Gold reached its highest price since August 2020 in early March, trading at more than $2,000 an ounce.
This due to the influx of capital from investors seeking a safe haven in times of market uncertainty.
But the price of other metals soared on fears of supply disruptions from Russia and Ukraine.
In early March, nickel – used in lithium-iron batteries – soared 76%, and palladium – used in car catalytic converters to reduce emissions – reached record levels, reports Archyde.com.
Any disruption in palladium supply, analysts note, might pose serious problems for automakers.
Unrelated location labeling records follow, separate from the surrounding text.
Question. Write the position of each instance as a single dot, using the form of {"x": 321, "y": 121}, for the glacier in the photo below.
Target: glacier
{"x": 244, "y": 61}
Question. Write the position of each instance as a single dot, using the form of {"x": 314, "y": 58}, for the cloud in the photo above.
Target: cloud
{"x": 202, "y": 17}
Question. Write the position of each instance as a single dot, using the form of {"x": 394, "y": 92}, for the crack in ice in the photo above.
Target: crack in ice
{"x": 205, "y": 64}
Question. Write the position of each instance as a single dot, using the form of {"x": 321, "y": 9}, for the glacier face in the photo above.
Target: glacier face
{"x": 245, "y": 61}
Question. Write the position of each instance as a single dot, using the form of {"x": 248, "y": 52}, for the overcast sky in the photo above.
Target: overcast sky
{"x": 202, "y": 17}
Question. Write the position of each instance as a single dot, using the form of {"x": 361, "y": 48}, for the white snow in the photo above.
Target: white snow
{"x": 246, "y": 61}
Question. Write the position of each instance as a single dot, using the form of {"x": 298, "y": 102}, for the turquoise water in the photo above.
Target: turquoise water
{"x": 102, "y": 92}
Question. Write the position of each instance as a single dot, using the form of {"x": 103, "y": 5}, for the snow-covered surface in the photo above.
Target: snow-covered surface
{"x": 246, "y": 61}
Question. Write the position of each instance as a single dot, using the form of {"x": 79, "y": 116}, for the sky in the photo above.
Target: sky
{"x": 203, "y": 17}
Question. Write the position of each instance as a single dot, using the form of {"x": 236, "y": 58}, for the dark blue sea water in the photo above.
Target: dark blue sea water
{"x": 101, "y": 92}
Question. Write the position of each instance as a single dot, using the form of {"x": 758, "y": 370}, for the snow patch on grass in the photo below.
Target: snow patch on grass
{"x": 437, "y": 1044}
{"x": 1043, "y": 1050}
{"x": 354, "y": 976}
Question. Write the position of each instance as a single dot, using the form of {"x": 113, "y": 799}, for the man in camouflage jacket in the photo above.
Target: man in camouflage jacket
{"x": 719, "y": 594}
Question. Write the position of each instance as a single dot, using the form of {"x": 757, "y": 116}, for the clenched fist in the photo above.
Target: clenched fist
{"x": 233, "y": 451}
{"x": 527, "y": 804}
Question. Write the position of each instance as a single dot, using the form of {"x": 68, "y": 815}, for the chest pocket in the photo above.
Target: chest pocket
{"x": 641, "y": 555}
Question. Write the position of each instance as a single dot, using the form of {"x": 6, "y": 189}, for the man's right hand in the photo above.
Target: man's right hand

“Russia accounts for 38% of global palladium production. As supply outages cannot be made up elsewhere, the market is at risk of falling into a sizeable supply shortfall,” the Commerzbank strategist told Business Insider. , Daniel Briesmann.
4. Neon
Ukraine is one of the main suppliers of purified rare gases such as krypton and neon, the latter essential for making semiconductors.
According to TrendForce data, Ukraine accounts for nearly 70% of global neon gas exports purified, used to create the lasers that etch the patterns on semiconductors.
And more than 90% of the neon used by the US chip industry comes from Ukraine.
Any alteration in your supply might worsen the microchip shortage, which was already a major issue in 2021.
“With Russia supplying over 40% of the world’s palladium supply and Ukraine producing 70% of the world’s neon supply, we can expect the global chip shortage to worsen if military conflict persists,” Tim Uy wrote in a recent report. , from Moody’s Analytics.
“During the 2014-2015 war in Ukraine, neon prices increased several times, indicating how serious this may be for the semiconductor industry.”
“Semiconductor companies account for 70% of the total demand for neon, as neon is an integral part of the lithographic process to make chips,” he added.